Судя по всему он то ли вышел из метро, то ли только собирался туда спускаться, а может ждал кого-то, или ему просто было некуда спешить, он закурил сигарету и присел на скамеечке у входа в парк, Светка видела его, она ехала куда-то по своим делам, и ей тоже было в общем-то не к спеху. Марата она узнала сразу: несмотря на совсем недолгое их общение, пару месяцев все-то в лагере, его как ни странно, она запомнила прекрасно.

За то лето, точнее за те два месяца пока он занимался с ней танцами и хореографией у них сложились неплохие в общем отношения: он тогда как-то выделил Светика из группы и уделял ей больше внимания чем остальным. Гораздо больше, это ей запомнилось прекрасно. Да и самой Светке Марат тогда понравился, несвойственным каким-то для обычных тренеров юмором на грани фола и совсем даже не формальным отношением к своим занятиям. У него всегда было интересно, хоть зачастую и нелегко: хореографом он был отличным, а педагогом очень требовательным, хотя и считался при этом совершенным раздолбаем.

О Марате ходили загадочные истории, Светка слышала их от старших девочек, полушёпотом рассказывали что когда-то он был настоящей звездой балета, что даже на первый взгляд, судя по его фигуре очень походило на правду: мощные, длинными тонкими узлами бёдра под лосинами, костистые широкие плечи и вызывающие странное немного ощущение тонкие, но очевидно сильные руки — всё это безошибочно выдавало в нём балетного танцора.

Говорили, что он танцевал то ли в Большом, то ли в Мариинке, объехал со спектаклями полмира, рассказывали что-то таинственное о его несчастной любви и неудавшемся самоубийстве, было это правдой или нет толком никто сказать не мог, но звучало очень романтично. Хотя, казалось бы, какая тут романтика: несчастная любовь и как итог самоубийство? Автору вот кажется, что ничего романтичного тут нет. Это даже не смешно...

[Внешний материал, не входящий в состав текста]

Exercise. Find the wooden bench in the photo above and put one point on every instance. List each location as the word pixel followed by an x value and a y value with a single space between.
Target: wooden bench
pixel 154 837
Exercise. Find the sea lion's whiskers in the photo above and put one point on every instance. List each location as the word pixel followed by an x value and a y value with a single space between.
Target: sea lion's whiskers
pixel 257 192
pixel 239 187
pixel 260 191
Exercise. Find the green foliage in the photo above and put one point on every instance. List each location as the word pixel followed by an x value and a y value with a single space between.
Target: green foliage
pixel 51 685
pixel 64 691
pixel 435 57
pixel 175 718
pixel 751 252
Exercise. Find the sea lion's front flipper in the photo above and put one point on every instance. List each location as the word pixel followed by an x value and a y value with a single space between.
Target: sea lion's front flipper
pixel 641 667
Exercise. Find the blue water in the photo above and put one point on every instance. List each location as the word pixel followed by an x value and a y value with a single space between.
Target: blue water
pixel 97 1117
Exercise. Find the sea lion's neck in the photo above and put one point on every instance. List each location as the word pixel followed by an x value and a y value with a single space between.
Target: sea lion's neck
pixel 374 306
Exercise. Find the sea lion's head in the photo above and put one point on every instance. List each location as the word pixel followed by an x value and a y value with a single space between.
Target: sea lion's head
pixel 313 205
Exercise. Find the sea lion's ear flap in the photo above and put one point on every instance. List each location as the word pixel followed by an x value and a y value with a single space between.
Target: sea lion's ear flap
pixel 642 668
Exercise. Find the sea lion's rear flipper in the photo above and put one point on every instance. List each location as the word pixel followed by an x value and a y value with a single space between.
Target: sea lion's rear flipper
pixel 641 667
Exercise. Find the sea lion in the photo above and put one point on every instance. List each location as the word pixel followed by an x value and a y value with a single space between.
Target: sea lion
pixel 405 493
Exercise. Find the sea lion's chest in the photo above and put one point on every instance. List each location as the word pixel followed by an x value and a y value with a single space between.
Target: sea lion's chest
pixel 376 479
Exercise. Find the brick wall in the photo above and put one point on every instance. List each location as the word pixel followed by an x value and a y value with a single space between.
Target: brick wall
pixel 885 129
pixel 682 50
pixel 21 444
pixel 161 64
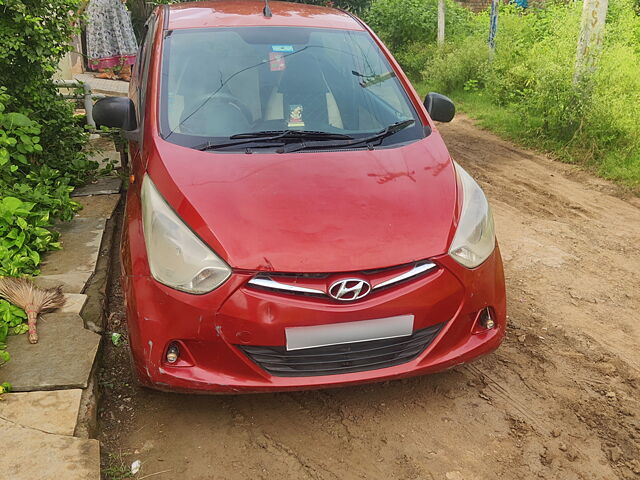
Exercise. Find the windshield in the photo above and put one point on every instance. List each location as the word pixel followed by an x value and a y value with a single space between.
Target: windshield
pixel 218 83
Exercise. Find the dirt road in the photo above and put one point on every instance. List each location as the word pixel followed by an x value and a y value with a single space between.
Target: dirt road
pixel 559 400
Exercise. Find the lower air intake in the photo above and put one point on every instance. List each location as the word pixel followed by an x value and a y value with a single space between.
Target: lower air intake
pixel 346 358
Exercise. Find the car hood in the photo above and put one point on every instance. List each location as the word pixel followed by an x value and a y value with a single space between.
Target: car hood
pixel 314 211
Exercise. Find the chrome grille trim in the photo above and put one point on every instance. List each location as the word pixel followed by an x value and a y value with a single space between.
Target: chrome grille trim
pixel 414 272
pixel 264 281
pixel 267 282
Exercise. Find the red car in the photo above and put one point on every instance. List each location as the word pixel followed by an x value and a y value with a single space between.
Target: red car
pixel 294 219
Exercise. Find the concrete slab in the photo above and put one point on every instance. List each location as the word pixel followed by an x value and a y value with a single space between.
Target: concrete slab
pixel 62 358
pixel 74 303
pixel 80 248
pixel 97 206
pixel 51 412
pixel 29 454
pixel 70 282
pixel 102 186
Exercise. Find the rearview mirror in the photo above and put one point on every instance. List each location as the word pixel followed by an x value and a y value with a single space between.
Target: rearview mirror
pixel 440 108
pixel 115 112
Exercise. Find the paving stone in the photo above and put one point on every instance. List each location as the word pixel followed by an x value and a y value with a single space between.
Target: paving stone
pixel 51 412
pixel 70 282
pixel 62 358
pixel 74 303
pixel 81 240
pixel 102 186
pixel 97 206
pixel 105 156
pixel 29 454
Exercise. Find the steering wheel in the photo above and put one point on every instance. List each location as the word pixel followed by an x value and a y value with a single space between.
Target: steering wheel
pixel 207 101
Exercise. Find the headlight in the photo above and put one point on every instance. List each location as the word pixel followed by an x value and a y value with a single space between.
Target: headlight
pixel 177 257
pixel 475 237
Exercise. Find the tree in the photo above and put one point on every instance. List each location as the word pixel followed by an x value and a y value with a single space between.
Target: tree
pixel 594 14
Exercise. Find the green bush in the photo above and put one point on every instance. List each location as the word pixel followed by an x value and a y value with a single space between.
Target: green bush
pixel 401 23
pixel 531 75
pixel 41 142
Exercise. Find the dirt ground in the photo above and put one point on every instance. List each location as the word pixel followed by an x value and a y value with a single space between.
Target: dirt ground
pixel 559 400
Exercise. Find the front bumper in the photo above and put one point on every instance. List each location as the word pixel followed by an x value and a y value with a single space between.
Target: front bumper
pixel 211 329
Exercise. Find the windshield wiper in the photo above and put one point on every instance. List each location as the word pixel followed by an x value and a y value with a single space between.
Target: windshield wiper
pixel 272 136
pixel 382 134
pixel 278 134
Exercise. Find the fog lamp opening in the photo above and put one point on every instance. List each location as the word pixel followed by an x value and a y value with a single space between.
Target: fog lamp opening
pixel 486 319
pixel 173 353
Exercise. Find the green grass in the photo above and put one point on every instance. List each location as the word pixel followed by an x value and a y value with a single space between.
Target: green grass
pixel 622 167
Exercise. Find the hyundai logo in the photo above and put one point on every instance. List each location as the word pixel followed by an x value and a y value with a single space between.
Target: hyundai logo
pixel 349 289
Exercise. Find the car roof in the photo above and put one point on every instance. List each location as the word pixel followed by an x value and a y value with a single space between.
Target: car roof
pixel 240 13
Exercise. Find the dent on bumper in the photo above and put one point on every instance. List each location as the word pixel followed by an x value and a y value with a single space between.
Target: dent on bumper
pixel 209 327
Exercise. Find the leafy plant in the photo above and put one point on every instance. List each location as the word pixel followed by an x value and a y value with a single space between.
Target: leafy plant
pixel 530 77
pixel 42 155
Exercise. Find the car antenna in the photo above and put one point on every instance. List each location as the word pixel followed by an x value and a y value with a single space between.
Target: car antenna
pixel 266 11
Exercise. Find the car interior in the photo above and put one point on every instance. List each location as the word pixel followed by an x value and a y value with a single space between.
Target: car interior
pixel 221 82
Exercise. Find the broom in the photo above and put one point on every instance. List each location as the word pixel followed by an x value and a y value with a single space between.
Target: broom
pixel 24 294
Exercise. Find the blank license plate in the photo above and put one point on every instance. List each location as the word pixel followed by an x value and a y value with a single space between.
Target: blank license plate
pixel 299 338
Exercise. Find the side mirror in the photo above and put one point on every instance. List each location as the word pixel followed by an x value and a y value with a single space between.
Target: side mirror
pixel 440 108
pixel 115 112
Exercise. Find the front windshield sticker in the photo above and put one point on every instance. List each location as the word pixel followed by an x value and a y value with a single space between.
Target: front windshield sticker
pixel 282 48
pixel 295 116
pixel 277 62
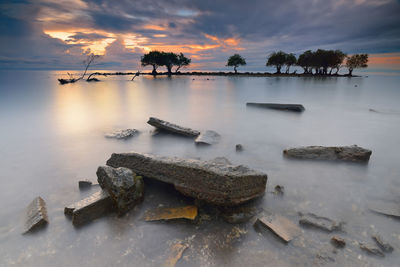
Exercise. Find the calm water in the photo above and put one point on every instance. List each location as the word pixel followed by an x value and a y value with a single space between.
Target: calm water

В результате из театра Марат то ли сам ушёл, то ли его ушли, об этом история умалчивает, потом, по слухам, он пил неделями по чёрному, и после одного из очередных запоев очнулся в дурке с самой настоящей белкой, белочкой, Delirium tremens, как сказал один известный персонаж из старого советского кино — белой горячкой. Белый-белый, совсем горячий...

В дурке белого, совсем горячего Марата немного подлечили, и вышел он оттуда всего через полгода, совсем уже белый, как снег, в буквальном смысле — весь седой, зато здоровый, абсолютно. То есть, он уже не пил, не собирался вешаться в сортире, но самое главное: этого ему почти уже и не хотелось... Вернуться в театр после такого, пусть и на вторые роли Марат уже не мог, там его никто не ждал, да и сам он наверное не захотел бы, а если бы даже и захотел то вряд ли теперь такое было бы возможно. Но поскольку кушать всё же хочется, а устроиться грузчиком на мясокомбинат Марат отчего-то не догадался, бывшие друзья-товарищи пристроили Марата в гимнастическую секцию, и он оказался в школе гимнастики Динамо, на должности тренера по хореографии с окладом 120 рублей в месяц, что с учётом возможности работать на полторы ставки составляло 180 ре, неплохую, в общем, для советского человека зарплату. Конечно, не Большой и не Мариинка, но на портвейн и на дешёвую закуску Марату этого вполне хватало.

Во избежание лишних вопросов Марат носил теперь парик, и по балетной привычке, на работу, иногда подкрашиал глаза и губы, совсем чуть-чуть, в общем-то практически и незаметно. Обитал он в коммуналке, на Финляндском, в большой, с длинным тёмным коридором квартире на несколько семей, там, ещё в бытность в театре, ему выделили средних размеров комнату, в которой он, естественно, не жил в те годы. И как-то постепенно, даже для самого Марата незаметно, в этой его комнате всё чаще вдруг стали появляться его относительно молодые тренеры-коллеги, из Динамо, и как правило, с полными сумками портвейна.